A work of art is all the greater the better it manages to express what its creator has inside, and sometimes it manages to express much more. Therefore, it doesn't matter what instrument one uses to make art, nor how one arrives at it, the important thing is the achieved end. A work of art can also be ugly, it may not correspond to one's mood and inclinations, this is independent of its greatness, for this reason, a song can also be made with noises or monuments with waste.
The greatness of Arvo Pärt lies in the fact that the keywords of his music are "simplicity", "silence", "beauty", "depth". He manages, as often the greatest artists do, to deeply move with sobriety and humility.
Arvo Pärt calls his style tintinnabuli and says about it: "Tintinnabuli is an area I sometimes wander into when I'm searching for answers about my life, my music, my work. In my darkest hours, I have the certain feeling that everything outside this one thing has no meaning. The complexity and multifaceted nature only confuse me, and I must search for unity. But what is this unique thing? And how can I find my way to it? Traces of this perfect thing appear in many forms – and everything unimportant slips away. Tintinnabuli is like that. Here I am, alone with silence. I have discovered that it is enough when even a single note is beautifully played. This single note, or a calm beat, or a moment of silence comforts me. I work with very few elements - one voice, two voices. I build with the most primitive materials - with the perfect chord, with a specific tonality. Three notes of a chord are like bells, and that's why I call this tintinnabuli".
Arvo Pärt was born on September 11, 1935, in Paide, Estonia, without having a precise religious education. He became a student of Heino Eller at the Tallin Conservatory. Living during the Soviet regime, he had few contacts with European and American musical avant-gardes. Around the age of thirty, he came into contact with the Darmstadt school. From here he became a great friend of Luigi Nono. Pärt became the first Estonian composer to experiment and disseminate serial techniques in his country along with dodecaphony. But shortly, dissatisfied with these techniques, he realized that atonality was not the right tool to express his musical needs. He then dedicated himself to studies on Gregorian chant and Baroque music, Bach became his passion and his unsurpassed myth. After a period of creative crisis that began towards the end of the '60s, he matured what is his idea of tintinnabuli and sacred music.
"This is my goal. Time and timelessness are connected. This moment and eternity are fighting among us. And this is the cause of all our contradictions, our obstinacy, our limited mentality, our faith, and our anguish".

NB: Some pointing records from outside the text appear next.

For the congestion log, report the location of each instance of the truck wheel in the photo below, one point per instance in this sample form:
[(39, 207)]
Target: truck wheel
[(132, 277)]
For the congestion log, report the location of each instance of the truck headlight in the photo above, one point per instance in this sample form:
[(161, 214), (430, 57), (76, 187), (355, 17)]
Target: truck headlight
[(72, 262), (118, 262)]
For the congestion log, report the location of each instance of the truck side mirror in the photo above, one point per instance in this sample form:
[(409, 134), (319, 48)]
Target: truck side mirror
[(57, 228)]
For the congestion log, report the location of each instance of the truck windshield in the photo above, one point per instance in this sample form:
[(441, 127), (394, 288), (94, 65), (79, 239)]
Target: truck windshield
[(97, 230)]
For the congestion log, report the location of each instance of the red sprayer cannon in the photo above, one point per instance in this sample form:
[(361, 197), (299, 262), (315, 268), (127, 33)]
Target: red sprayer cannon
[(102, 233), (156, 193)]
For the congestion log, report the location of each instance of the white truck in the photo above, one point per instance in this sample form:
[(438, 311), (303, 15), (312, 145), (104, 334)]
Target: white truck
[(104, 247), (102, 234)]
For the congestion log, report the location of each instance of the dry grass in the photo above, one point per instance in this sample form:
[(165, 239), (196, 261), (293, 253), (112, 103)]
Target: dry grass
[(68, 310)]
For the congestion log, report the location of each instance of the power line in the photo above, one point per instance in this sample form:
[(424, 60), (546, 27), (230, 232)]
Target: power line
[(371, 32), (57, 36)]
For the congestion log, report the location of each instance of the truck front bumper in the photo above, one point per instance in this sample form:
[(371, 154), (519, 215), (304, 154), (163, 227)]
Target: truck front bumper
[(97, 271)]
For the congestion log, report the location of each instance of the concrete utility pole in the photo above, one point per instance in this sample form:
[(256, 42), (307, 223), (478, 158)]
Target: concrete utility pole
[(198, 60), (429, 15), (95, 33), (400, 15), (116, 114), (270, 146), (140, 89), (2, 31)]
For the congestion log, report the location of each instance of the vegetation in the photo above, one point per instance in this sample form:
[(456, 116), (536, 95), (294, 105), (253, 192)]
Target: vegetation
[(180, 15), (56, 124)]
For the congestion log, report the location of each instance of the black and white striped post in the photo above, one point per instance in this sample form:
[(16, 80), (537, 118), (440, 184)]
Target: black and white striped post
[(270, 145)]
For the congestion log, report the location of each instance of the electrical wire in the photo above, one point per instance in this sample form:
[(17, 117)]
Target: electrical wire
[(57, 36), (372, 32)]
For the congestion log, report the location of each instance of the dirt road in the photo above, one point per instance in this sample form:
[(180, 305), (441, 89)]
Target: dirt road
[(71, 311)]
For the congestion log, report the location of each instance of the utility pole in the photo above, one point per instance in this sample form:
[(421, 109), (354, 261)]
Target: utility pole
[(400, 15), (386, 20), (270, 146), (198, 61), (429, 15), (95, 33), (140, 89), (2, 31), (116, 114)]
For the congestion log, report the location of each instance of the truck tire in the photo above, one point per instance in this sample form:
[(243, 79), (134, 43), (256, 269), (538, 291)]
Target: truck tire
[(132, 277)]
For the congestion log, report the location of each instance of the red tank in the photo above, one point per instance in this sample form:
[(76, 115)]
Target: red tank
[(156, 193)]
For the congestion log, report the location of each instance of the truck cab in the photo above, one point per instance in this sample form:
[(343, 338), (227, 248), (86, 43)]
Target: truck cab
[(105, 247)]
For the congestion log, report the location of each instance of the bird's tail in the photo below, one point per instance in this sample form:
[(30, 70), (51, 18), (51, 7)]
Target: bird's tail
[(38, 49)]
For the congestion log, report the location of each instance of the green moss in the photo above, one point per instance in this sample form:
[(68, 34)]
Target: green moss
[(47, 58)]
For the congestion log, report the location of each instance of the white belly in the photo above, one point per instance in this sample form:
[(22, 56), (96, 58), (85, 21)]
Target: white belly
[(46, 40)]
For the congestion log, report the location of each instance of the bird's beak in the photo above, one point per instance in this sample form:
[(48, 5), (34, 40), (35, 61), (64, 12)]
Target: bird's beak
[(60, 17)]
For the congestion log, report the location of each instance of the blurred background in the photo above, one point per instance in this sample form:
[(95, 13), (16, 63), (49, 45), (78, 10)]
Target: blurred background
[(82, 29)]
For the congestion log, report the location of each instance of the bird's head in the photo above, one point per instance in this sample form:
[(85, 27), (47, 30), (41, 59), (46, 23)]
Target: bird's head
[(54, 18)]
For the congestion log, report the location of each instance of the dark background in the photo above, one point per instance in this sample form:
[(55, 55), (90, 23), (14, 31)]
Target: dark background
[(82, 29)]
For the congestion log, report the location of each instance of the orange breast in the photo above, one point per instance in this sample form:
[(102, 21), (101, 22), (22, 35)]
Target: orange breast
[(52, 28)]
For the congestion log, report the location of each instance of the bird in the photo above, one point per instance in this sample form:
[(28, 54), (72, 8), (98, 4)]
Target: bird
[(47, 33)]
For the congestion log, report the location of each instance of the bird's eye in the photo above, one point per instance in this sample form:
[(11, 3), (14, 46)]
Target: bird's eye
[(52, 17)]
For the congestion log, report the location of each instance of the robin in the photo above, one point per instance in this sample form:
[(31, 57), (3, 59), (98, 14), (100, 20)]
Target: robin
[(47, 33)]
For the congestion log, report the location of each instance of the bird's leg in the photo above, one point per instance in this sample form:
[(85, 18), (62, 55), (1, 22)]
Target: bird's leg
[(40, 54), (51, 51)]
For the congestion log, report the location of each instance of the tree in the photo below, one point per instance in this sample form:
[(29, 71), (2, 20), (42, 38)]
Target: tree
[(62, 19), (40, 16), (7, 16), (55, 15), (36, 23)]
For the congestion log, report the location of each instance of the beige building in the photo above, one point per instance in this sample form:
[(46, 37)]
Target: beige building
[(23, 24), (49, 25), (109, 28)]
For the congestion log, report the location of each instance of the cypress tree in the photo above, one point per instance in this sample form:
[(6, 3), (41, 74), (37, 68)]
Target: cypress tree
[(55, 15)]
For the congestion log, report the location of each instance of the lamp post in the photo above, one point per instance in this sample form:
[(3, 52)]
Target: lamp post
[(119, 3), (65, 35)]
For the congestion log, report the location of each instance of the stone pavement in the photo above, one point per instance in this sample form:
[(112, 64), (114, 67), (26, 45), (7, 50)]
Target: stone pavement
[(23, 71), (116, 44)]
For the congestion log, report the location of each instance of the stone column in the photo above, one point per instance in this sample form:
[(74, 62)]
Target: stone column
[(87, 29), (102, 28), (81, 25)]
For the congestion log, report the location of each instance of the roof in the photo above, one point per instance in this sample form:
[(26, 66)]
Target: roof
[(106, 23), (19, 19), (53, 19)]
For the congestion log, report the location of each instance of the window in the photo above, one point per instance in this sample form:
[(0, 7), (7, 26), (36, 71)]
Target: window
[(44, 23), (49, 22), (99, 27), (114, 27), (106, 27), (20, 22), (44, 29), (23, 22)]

Arvo Pärt is one of the few and greatest composers of sacred music of the 20th century, that sacredness immersed in the material and updated in the century where God is dead and where the artist expresses the need of "modern" man for a deep spirituality, and his personal realization of the existence of a God, in a relativist cultural climate that as such cannot afford to deny it. His works are "works of suffering", that true and deep suffering represented by the sacrifice of Christ for humanity, which therefore cannot be artificially recreated, but which everyone can find within themselves when they have to "carry the cross".
"It wouldn't have been difficult for the apostles to have lived in the Soviet Union. And there are wonderful people there like them. Heroism can flourish in that climate. But it is absolutely not necessary for people to live under such conditions. Perhaps [suffering] is more important for something that happens inside of us, beyond our own free will. It makes a difference in the way you think if one is hungry or full. Should we all become hungry for that reason? There is a level for us higher than being hungry or full. We should not allow ourselves to sink into these two extreme alternatives".
After the crisis period, in '77 the composer rises again with new compositions: "Tabula Rasa", "Fratres" in two versions, and "Cantus In Memoriam of Benjamin Britten". These pieces were published by the ECM label in 1984 in the album "Tabula Rasa" with illustrious musicians: Gidon Kremer on violin, Keith Jarrett on piano, Tatjana Grindenko again on violin, and Alfred Schnittke on prepared piano; also featuring various orchestras. These pieces are emblematic of Pärt's style; it is music that comes from heaven, evoking the past but transporting to something never heard before. It is that simple and ascetic music like a hermit, made of few elements yet capable of touching the heart, deeply marking the listener by gifting them a profound and unforgettable experience, it is certainly music that can change.
These compositions remain, in my opinion, among the highest works of art of the last century, about which it is truly difficult for me to speak as anything I can manage to say is too reductive and incomplete. I can only invite you to listen, being an intimate dialogue with oneself.
Regarding the piece "Tabula Rasa", Pärt says: "I am always afraid of new ideas," I said to Gidon. "Do you think it should be a slow piece?" Gidon said, "Yes, certainly!" And the piece was finished rather quickly. The orchestration recalls a piece by Alfred Schnittke that was about to be performed at the same time in Tallin. It's music for two violins, prepared piano, and strings. When the musicians saw the result they shouted, "Where is the music?" But they ended up playing it very well. It was very beautiful. It was quiet and beautiful".